BigQueryClient is the entrypoint for interacting with Cloud BigQuery in TF.
tfio.bigquery.BigQueryClient()
Used in the notebooks
BigQueryClient encapsulates a connection to Cloud BigQuery, and exposes the
readSession
method to initiate a BigQuery read session.
Child Classes
class DataFormat
class FieldMode
Methods
read_session
View source
read_session(
parent,
project_id,
table_id,
dataset_id,
selected_fields,
output_types=None,
default_values=None,
row_restriction='',
requested_streams=1,
data_format: tfio.bigquery.BigQueryClient.DataFormat
= tfio.bigquery.BigQueryClient.DataFormat.AVRO
)
Opens a session and returns a BigQueryReadSession
object.
Args |
parent
|
String of the form projects/{project_id} indicating the project
this ReadSession is associated with. This is the project that will be
billed for usage.
|
project_id
|
The assigned project ID of the project.
|
table_id
|
The ID of the table in the dataset.
|
dataset_id
|
The ID of the dataset in the project.
|
selected_fields
|
This can be a list or a dict. If a list, it has
names of the fields in the table that should be read. If a dict,
it should be in a form like, i.e:
{ "field_a_name": {"mode": "repeated", "output_type": dtypes.int64},
"field_b_name": {"mode": "nullable", "output_type": dtypes.int32, "default_value": 0},
...
"field_x_name": {"mode": "repeated", "output_type": dtypes.string, "default_value": ""}
}
"mode" is BigQuery column attribute, it can be 'repeated', 'nullable' or 'required'.

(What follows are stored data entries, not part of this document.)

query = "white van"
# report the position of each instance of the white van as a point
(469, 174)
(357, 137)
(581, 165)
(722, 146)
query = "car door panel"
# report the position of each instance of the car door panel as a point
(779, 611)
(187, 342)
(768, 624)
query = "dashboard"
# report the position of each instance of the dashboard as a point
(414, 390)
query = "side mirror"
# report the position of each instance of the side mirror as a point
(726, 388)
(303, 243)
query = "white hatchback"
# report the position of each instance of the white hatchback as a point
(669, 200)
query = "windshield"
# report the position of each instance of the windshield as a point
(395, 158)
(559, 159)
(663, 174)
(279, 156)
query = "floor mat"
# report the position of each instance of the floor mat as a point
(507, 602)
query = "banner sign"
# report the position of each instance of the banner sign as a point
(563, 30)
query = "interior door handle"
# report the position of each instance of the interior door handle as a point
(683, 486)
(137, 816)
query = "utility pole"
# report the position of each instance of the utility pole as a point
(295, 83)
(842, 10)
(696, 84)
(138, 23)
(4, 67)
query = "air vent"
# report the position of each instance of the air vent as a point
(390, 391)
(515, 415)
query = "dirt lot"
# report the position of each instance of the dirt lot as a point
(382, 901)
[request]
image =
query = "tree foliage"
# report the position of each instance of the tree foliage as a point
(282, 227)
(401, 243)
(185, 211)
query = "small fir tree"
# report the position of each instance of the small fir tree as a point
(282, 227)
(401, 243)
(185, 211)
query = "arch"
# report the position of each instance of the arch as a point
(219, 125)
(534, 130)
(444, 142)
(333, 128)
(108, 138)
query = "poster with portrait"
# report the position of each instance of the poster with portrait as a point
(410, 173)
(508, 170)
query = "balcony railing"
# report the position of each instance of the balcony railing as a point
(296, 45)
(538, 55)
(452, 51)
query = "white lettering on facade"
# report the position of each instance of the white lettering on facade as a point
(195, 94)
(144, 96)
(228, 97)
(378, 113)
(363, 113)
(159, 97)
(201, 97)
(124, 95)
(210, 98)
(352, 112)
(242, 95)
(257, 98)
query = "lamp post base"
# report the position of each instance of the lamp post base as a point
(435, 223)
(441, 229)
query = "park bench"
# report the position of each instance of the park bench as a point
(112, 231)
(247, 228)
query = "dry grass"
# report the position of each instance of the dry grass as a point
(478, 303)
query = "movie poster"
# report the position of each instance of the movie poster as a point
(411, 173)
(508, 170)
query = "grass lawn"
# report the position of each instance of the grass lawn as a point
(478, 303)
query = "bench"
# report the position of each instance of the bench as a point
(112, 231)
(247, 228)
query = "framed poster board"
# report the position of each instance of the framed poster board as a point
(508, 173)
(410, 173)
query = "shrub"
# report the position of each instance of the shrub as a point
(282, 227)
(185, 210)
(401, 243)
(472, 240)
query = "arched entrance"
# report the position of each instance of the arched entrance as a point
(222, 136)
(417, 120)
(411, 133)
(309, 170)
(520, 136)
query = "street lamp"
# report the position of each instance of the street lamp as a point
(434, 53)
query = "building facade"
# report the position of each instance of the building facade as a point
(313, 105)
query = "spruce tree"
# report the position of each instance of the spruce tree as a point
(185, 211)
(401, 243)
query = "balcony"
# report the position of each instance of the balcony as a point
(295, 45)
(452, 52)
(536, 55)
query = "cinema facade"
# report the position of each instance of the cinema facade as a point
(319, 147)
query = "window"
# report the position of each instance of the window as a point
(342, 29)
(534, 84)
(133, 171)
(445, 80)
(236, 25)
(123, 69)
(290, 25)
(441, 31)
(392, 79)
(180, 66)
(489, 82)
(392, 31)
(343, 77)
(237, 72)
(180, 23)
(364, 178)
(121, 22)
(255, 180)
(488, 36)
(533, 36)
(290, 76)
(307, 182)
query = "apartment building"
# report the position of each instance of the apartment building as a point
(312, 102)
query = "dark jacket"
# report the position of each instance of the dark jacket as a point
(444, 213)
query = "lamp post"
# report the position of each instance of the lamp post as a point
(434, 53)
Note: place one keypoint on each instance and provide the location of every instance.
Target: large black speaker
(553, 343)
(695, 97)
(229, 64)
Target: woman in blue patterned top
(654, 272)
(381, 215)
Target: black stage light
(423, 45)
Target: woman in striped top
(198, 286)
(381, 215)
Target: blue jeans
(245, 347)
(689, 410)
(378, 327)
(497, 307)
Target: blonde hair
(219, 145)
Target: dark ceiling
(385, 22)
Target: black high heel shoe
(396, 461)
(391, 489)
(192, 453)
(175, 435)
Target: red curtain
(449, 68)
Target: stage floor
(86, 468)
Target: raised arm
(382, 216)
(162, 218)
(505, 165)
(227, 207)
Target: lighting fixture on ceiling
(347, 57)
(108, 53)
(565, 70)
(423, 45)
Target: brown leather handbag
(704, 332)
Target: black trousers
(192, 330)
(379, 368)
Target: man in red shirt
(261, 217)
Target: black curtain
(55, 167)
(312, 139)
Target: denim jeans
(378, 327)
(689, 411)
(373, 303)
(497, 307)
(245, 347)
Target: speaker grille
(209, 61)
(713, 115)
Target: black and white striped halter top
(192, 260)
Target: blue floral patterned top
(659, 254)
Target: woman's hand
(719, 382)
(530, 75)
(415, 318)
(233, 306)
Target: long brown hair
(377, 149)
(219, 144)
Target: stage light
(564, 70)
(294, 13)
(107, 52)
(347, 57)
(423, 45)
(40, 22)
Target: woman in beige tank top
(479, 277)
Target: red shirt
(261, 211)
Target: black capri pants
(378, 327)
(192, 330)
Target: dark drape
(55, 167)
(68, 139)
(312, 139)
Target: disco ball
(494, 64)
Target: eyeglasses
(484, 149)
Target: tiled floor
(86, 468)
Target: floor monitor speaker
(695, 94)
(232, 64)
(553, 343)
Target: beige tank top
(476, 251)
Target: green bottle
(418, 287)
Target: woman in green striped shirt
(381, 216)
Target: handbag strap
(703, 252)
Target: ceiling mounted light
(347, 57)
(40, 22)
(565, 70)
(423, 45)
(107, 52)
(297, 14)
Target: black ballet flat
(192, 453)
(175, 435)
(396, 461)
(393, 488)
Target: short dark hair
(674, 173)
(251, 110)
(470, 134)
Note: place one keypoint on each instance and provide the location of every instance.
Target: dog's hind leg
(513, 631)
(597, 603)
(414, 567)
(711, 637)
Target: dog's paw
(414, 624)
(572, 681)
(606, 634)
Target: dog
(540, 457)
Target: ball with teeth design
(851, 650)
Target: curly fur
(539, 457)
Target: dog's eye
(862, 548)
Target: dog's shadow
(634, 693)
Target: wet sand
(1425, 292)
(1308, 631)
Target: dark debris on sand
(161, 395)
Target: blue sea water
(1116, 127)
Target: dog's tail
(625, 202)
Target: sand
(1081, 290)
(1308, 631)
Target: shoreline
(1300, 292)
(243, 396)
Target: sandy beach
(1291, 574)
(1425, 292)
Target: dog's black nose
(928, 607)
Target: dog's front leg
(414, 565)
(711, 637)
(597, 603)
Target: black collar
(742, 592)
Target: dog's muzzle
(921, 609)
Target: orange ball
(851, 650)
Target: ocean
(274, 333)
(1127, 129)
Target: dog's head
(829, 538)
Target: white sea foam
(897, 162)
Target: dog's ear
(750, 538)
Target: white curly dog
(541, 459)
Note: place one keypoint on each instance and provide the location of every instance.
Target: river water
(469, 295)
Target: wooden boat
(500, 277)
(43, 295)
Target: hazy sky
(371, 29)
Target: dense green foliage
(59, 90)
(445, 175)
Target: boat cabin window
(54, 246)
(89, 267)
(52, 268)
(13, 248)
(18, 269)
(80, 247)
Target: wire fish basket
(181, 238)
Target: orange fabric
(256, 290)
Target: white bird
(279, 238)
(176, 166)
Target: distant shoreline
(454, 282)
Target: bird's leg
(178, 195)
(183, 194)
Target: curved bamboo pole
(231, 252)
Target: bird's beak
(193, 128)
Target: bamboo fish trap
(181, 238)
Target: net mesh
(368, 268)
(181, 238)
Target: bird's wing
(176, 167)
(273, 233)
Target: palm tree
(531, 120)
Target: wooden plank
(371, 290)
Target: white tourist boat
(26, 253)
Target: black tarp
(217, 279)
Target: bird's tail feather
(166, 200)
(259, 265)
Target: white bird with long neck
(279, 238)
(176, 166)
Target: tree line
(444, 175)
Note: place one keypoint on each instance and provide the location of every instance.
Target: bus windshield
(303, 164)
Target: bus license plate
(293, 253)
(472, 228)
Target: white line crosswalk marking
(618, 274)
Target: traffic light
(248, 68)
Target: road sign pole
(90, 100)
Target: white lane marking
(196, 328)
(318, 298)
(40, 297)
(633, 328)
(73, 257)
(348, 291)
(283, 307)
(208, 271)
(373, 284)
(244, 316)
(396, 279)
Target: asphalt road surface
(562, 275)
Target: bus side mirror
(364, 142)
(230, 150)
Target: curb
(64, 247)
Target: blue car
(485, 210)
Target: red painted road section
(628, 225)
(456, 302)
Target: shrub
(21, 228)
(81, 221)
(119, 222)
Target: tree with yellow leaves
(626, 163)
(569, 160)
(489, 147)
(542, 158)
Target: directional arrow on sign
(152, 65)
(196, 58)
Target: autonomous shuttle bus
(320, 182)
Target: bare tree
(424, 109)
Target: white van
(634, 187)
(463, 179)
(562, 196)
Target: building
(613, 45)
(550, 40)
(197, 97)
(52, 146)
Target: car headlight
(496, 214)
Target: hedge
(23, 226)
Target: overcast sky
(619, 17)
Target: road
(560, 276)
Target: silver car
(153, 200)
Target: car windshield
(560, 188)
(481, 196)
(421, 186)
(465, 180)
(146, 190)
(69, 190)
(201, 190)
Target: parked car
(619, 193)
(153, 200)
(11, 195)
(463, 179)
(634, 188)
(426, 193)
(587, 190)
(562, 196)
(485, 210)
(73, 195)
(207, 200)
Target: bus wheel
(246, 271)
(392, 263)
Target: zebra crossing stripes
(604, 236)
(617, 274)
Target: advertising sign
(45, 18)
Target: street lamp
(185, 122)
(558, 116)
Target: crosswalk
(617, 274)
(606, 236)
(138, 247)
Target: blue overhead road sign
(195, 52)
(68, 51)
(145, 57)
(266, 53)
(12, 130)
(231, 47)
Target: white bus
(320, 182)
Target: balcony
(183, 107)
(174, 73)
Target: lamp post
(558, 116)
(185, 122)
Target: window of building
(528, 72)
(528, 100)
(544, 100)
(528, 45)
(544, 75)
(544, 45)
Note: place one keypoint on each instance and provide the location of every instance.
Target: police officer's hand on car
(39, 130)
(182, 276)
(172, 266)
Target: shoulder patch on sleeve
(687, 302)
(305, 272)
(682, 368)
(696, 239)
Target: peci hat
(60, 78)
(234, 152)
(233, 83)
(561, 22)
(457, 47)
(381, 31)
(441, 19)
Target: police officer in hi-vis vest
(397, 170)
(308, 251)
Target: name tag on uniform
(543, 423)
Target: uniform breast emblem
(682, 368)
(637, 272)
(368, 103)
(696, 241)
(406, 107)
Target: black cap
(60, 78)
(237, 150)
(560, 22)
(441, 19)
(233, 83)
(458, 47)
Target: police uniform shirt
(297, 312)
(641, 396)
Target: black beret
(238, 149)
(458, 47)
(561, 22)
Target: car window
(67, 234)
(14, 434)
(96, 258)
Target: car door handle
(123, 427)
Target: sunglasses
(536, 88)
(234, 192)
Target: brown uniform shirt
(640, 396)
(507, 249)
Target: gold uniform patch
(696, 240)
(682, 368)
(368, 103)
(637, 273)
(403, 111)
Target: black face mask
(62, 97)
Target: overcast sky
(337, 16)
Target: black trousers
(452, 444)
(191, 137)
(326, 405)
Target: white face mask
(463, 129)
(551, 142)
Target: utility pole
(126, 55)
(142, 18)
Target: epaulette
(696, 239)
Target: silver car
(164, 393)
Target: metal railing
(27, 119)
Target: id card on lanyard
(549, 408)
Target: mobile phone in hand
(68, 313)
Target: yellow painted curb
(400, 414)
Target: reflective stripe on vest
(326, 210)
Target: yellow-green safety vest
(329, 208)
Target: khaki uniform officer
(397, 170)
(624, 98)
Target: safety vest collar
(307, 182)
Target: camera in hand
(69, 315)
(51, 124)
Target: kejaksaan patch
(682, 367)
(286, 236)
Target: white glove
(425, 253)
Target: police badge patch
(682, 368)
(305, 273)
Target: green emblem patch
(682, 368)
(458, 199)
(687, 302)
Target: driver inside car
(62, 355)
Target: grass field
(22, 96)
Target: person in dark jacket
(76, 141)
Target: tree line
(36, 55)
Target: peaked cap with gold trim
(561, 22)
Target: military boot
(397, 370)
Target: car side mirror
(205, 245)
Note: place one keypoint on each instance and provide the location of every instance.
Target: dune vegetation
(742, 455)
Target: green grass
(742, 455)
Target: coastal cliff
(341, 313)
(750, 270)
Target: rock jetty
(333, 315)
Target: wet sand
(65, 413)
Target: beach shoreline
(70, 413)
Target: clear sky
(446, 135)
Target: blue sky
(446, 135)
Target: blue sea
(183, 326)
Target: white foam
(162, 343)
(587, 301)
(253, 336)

The output field order is unrelated to the order of fields in
selected_fields. If "mode" not specified, defaults to "nullable".
If "output_type" not specified, DT_STRING is implied for all Tensors.
|
output_types
|
Types for the output tensor in the same sequence as
selected_fields. This is only needed when selected_fields is a list,
if selected_fields is a dictionary, this output_types information is
included in selected_fields as described above.
If not specified, DT_STRING is implied for all Tensors.
|
default_values
|
Default values to use when underlying tensor is "null"
in the same sequence as selected_fields. If not sepecified,
meaningful defaults are going to be used
(0 for numerices, empty string for strings, and False for booleans).
|
row_restriction
|
Optional. SQL text filtering statement, similar to a
WHERE clause in a query.
|
requested_streams
|
Desirable number of streams that can be read in parallel.
Must be a positive number. The actual number of streams that
BigQuery Streaming API returns may be lower than this number,
depending on the amount parallelism that is reasonable
for the table and the maximum amount of parallelism allowed by the
system.
|
Returns |
A BigQueryReadSession Python object representing the
operations available on the table.
|